Anyway, back to Roald, according to some wags christened with this consonant short forename because his father couldn’t spell Ronald. Why was the mischievous AW prescribing him for our delectation?  The story collection was titled “Switch Bitch” after the name of the lead story.  They are intriguingly and of course, being penned by Dahl, fabulously written tales.  I won’t spoil it for you in case you want to read it for yourself. Suffice to say the Switch Bitch eponymous story involves a hapless individual who takes advantage of the generosity of a stranger with unforeseen consequences. There’s a show stopping twist at the end of the story.  Where was the humour?  The hapless central character of the piece was called Aziz.  Oh! How we laughed; me mirthlessly, my fellow Book Club members with gusto.

Those who know Dahl, either through his writings, or via the highly popular TV series of the late 1970s/80s, will know that not only did he employ fiendish plot twists but he was no paragon of sensitivity.  His observations were acerbic and merciless.  By today’s standards he used every trope in the book and gloried in reinforcing stereotypes - not quite, an Englishman, a Scotsman and an Irishman -  but the next best thing.  Like Rudyard Kipling he had a white, Eurocentric view of the world.

Now we Aziz’s are used to featuring in literature, usually unfavourable.  Poor old Dr Aziz faced terrible accusations in E.M.  Forster’s, A Passage to India.  If there’s one thing the Brits hate more than an uppity Indian, it’s an overqualified and accomplished Muslim.
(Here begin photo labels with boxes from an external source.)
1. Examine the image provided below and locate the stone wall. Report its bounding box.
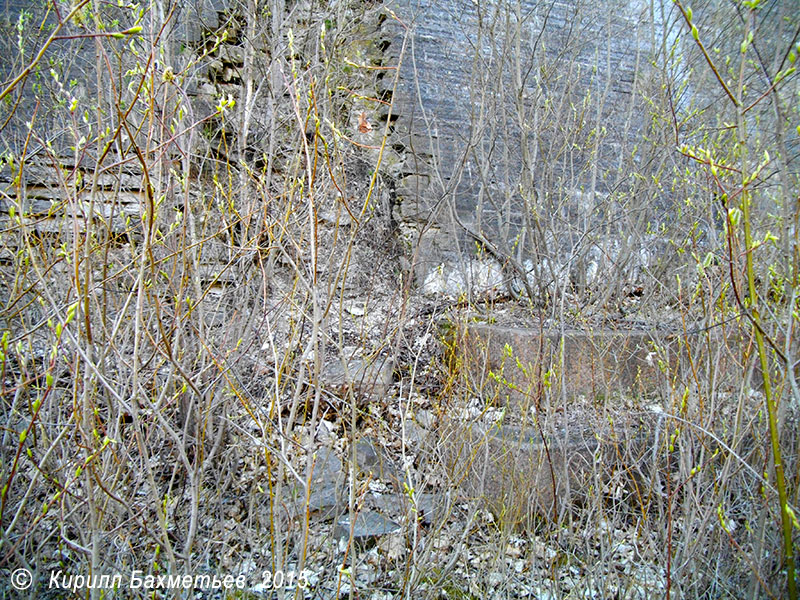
[385,0,664,291]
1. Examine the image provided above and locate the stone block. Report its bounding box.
[455,323,664,408]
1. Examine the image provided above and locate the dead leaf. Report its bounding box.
[358,111,372,133]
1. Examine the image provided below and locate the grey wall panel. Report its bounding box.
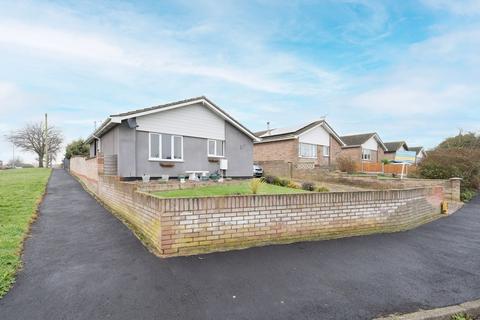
[136,131,219,177]
[225,122,253,177]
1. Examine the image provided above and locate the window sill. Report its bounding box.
[148,158,183,162]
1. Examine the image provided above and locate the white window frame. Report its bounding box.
[148,132,183,162]
[362,149,374,161]
[207,139,225,158]
[322,146,330,157]
[298,142,318,159]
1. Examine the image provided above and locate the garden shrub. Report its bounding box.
[460,188,477,202]
[302,181,315,191]
[287,181,300,189]
[250,179,263,194]
[262,175,276,184]
[382,159,390,164]
[337,156,355,173]
[316,186,330,192]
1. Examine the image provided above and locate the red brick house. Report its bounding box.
[340,132,388,162]
[385,141,410,160]
[253,120,345,168]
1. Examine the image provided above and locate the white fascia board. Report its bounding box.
[110,99,260,141]
[294,120,346,147]
[373,133,388,151]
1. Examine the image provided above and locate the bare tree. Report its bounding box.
[6,122,63,168]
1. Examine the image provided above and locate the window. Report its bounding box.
[298,143,317,158]
[149,133,183,161]
[323,146,330,157]
[362,149,372,160]
[207,139,225,157]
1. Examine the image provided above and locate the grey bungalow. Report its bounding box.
[86,97,258,178]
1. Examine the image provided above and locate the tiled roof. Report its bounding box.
[408,147,423,155]
[255,119,344,145]
[340,132,376,146]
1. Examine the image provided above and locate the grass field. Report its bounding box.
[153,181,308,198]
[0,169,51,298]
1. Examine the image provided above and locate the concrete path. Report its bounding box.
[0,170,480,320]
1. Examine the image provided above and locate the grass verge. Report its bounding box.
[0,169,51,298]
[153,181,308,198]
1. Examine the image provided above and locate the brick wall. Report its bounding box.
[253,139,298,163]
[339,147,362,161]
[70,156,103,189]
[72,172,444,256]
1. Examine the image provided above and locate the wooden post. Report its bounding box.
[45,113,48,168]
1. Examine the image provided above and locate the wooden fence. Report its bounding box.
[355,162,417,174]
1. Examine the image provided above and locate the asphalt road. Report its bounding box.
[0,170,480,320]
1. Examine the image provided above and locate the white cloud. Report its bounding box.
[423,0,480,15]
[0,15,340,95]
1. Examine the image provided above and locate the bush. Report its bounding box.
[460,188,477,202]
[382,159,390,164]
[287,181,300,189]
[337,156,355,173]
[250,179,263,194]
[302,182,315,191]
[316,187,330,192]
[261,176,277,184]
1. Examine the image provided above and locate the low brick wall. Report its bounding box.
[72,170,444,257]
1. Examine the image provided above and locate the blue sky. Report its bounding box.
[0,0,480,161]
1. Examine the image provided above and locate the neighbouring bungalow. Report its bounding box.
[408,147,427,164]
[253,119,345,169]
[385,141,410,160]
[340,132,387,162]
[86,97,259,178]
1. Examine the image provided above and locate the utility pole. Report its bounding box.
[45,113,48,168]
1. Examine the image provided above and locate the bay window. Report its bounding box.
[298,143,317,158]
[148,132,183,161]
[323,146,330,157]
[362,149,372,161]
[207,139,225,157]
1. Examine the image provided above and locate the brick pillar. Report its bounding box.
[450,178,462,201]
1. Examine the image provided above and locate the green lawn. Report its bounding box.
[153,181,308,198]
[0,169,51,298]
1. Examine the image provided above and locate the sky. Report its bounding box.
[0,0,480,162]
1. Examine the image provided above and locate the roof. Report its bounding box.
[255,119,345,145]
[385,141,410,152]
[86,96,259,143]
[408,147,425,155]
[340,132,387,150]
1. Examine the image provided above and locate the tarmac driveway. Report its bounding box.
[0,170,480,320]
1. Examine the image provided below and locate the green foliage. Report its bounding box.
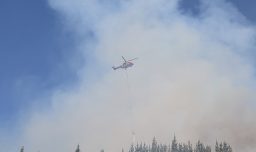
[126,136,232,152]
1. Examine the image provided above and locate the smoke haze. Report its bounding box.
[6,0,256,152]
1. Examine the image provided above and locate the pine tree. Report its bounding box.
[76,144,80,152]
[171,135,178,152]
[129,144,134,152]
[20,146,24,152]
[151,137,157,152]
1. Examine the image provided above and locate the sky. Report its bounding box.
[0,0,256,152]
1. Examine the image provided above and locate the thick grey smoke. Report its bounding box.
[13,0,256,152]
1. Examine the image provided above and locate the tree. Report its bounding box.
[76,144,80,152]
[151,137,157,152]
[171,135,178,152]
[20,146,24,152]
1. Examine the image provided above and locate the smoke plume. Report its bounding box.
[10,0,256,152]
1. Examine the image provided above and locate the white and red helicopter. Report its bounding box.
[112,56,138,70]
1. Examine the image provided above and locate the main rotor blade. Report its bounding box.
[122,56,126,62]
[128,58,138,61]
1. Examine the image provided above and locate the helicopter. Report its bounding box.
[112,56,138,70]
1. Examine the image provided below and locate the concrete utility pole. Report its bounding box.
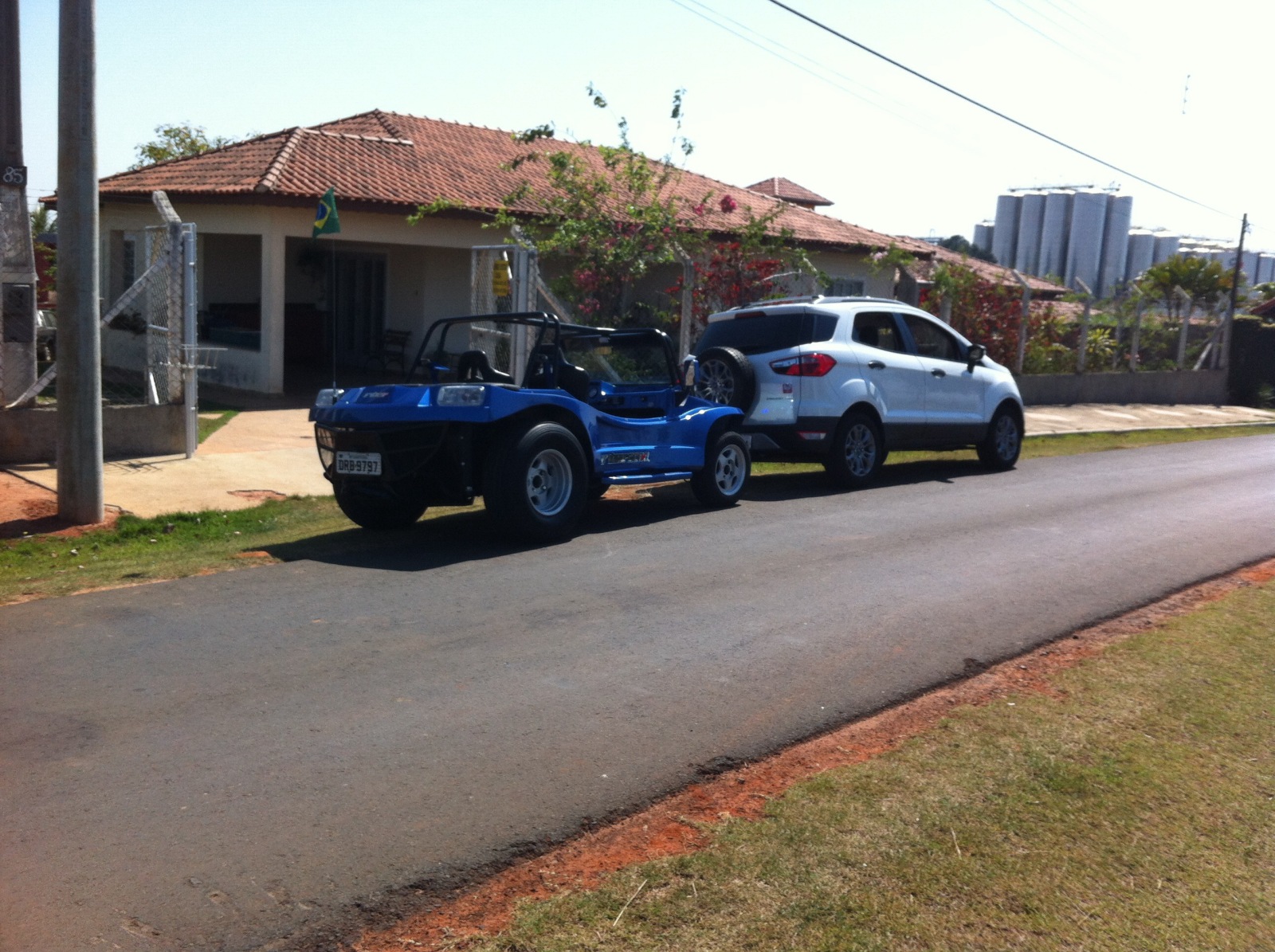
[0,0,36,408]
[57,0,102,525]
[1214,212,1248,370]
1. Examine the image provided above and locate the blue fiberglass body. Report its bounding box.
[310,381,743,484]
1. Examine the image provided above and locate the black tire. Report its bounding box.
[824,410,888,489]
[691,431,752,508]
[333,479,426,531]
[978,406,1022,470]
[483,423,589,542]
[695,347,757,413]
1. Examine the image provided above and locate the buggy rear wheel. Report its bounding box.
[483,423,588,542]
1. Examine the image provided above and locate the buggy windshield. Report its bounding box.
[563,327,677,386]
[406,312,559,386]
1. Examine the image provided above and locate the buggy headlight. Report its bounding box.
[437,384,487,406]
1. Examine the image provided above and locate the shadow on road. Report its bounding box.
[265,460,994,572]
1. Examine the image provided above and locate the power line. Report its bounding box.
[770,0,1234,218]
[672,0,948,145]
[987,0,1098,65]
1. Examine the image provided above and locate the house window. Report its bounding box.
[120,238,138,295]
[199,232,261,351]
[827,278,863,297]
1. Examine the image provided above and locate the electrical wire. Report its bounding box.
[987,0,1101,66]
[672,0,963,145]
[770,0,1237,218]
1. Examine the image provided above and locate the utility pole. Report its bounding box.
[57,0,102,525]
[1214,212,1248,370]
[0,0,36,409]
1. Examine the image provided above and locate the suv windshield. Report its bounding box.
[692,311,837,355]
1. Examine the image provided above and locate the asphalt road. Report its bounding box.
[0,436,1275,952]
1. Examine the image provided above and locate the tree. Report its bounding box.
[472,85,814,323]
[129,123,234,170]
[30,206,57,241]
[1139,255,1234,320]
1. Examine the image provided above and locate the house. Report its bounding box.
[76,110,1055,394]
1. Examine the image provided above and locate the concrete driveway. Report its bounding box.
[9,404,1275,517]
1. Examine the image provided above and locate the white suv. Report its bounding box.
[693,296,1022,485]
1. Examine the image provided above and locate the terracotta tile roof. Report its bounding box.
[92,110,931,253]
[748,176,833,206]
[908,242,1067,297]
[89,110,1061,293]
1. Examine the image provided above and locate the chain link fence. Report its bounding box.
[0,187,37,406]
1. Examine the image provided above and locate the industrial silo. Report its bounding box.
[1154,234,1179,264]
[1124,228,1155,282]
[1001,191,1044,274]
[992,195,1022,268]
[974,221,996,257]
[1095,195,1133,297]
[1062,191,1111,291]
[1037,191,1073,276]
[1241,251,1257,285]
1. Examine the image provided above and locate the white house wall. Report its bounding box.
[100,195,894,394]
[102,195,504,394]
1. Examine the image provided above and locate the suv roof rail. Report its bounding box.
[731,295,904,311]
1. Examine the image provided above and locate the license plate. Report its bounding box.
[336,451,381,476]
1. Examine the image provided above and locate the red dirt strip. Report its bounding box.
[354,558,1275,952]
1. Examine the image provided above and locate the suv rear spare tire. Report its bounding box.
[695,347,757,413]
[483,423,589,542]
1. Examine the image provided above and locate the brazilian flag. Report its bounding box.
[310,189,340,238]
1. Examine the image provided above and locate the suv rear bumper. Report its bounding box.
[740,417,987,459]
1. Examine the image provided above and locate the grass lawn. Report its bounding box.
[465,582,1275,952]
[199,403,238,442]
[0,428,1275,604]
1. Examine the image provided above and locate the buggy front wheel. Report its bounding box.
[333,479,426,530]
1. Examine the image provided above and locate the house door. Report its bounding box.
[328,251,385,367]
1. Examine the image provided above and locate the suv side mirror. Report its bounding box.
[965,344,987,374]
[682,357,700,393]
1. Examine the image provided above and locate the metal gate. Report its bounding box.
[0,191,213,456]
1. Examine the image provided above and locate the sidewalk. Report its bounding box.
[8,404,1275,517]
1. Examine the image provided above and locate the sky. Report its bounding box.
[19,0,1275,250]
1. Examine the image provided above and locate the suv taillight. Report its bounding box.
[770,355,837,378]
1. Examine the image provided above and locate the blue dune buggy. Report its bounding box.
[310,312,751,540]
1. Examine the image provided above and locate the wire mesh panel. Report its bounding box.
[0,186,38,408]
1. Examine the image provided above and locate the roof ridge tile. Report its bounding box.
[253,126,302,193]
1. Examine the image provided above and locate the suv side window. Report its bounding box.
[900,314,965,363]
[693,311,837,355]
[853,311,907,353]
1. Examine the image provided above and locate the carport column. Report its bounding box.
[261,214,287,394]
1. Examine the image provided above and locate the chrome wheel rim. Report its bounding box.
[695,361,735,405]
[527,450,572,516]
[845,423,876,478]
[996,417,1018,460]
[712,444,747,496]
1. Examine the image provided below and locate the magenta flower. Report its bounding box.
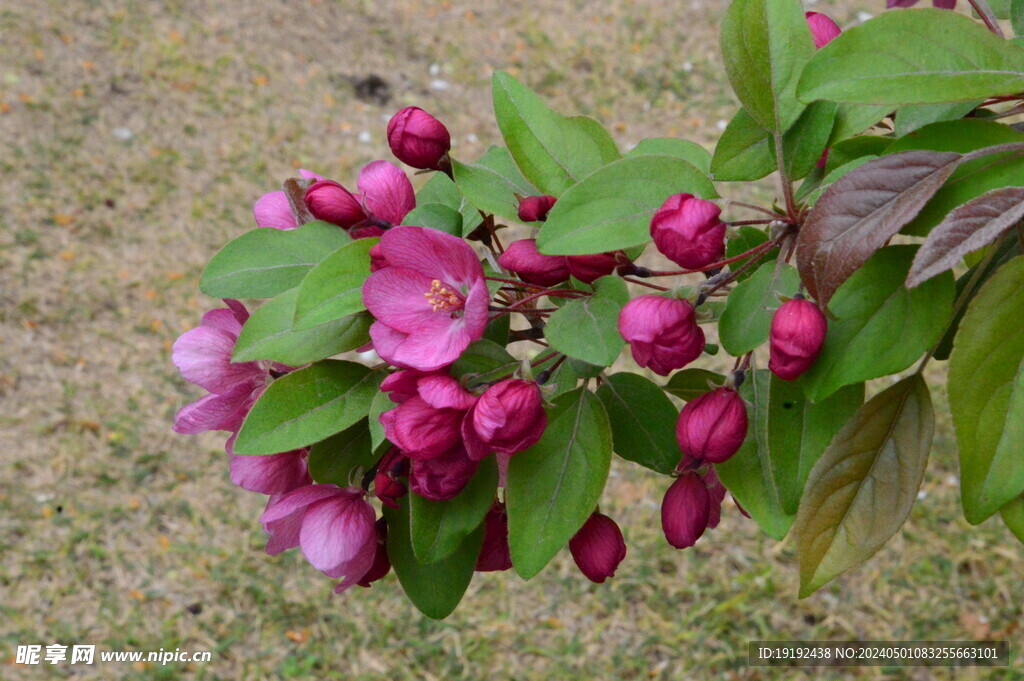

Pakistan hadn’t yet been created to take over legacy of prejudice when the novel was written in 1924.

So, you might think I am all in favour of the current revisionism being applied to the books of Dahl and others, if only for revenge on the likes of Forster and Kipling.  I am not.  To spare children the right to read about “fat” people is bonkers, as is referring to people as “ugly”.  Carry on that way and you end up with no useful adjectives for story tellers to paint their word pictures.  Face it, there are fat people; the softer “corpulent” is probably not in most four-year olds’ lexicon.  People are ugly.  Ban that word and by extension you should ban the word “beautiful” for fear of upsetting the ones who feel they are less so.  I am both fat and, since my facial paralysis, ugly too, contenting myself with fading memories of times past.

Writers must be free to express themselves.  Context is all and our history defines us.  In the days of Forster and Kipling, the world was different.  Dahl is more recent but a product of both his environment, upbringing and twisted (should I be writing “non-straight” or “unconventional”?), mind.  Sensitive readers should just get over it. Or not read books written before 2020.